Sim, conhecimento do meio físico e monitoramento. Controle de desmatamento nada mais é do que mapeamento. É óbvio que não é feito pelo cartógrafo, mas ele tem a possibilidade de participar dessa equipe.

 

O mercado de trabalho então está bastante aquecido e com boas perspectivas?

Eu acho. A empregabilidade é muito alta dos nossos ex-alunos, existem muitas demandas que a gente não consegue nem atender.

 

Quais as principais inovações na área nos últimos dez anos?

É uma profissão que está sofrendo muitas mudanças, são muitos sensores novos. Tem sistema de levantamento móvel em mochilas e carros, robôs terrestres, veículos terrestres com câmeras a laser, drones. Tem milhares de satélites no espaço que se pode usar, uma grande quantidade de sensores e plataformas se pode carregar. Muitas tarefas que antes o operador fazia manualmente, como o cálculo, hoje são automatizadas, o engenheiro tem a função de fazer a seleção da tecnologia apropriada, em termos de custo e para atingir a qualidade que os usuários precisam, e ser capaz de fazer o controle de qualidade. Como isso muda muito, o cartógrafo tem que se adaptar continuamente, diferentemente de um profissional que se formou há 30 anos, hoje ele vai para a faculdade tem um conjunto de técnicas, quando termina, são outras.

 

A educação continuada é então fundamental para o engenheiro cartógrafo?

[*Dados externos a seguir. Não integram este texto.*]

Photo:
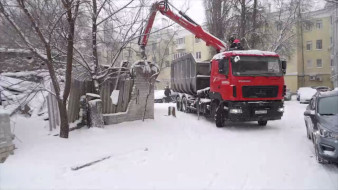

E a formação básica. Não adianta ele aprender simplesmente tecnologias. Se não tiver fundamentos sólidos em matemática, em física, nas ciências que fazem parte, não consegue aprender depois, o cartógrafo tem que sair da universidade com uma formação sólida que lhe permita aprender por conta própria, porque as coisas mudam todo ano, software, equipamento, ele tem que ser capaz de ler e entender. A base sólida é o principal atributo do engenheiro.

 

Quais as dicas para o jovem que está ingressando na profissão ou pretende seguir pelo caminho da engenharia cartográfica?

Tem que gostar de ciências exatas. Para ter sucesso tem que ter uma formação em inglês mínima, ser capaz de ler e se expressar, mas fundamentalmente ter uma boa base em matemática, física, nas ciências exatas, ter capacidade de gestão.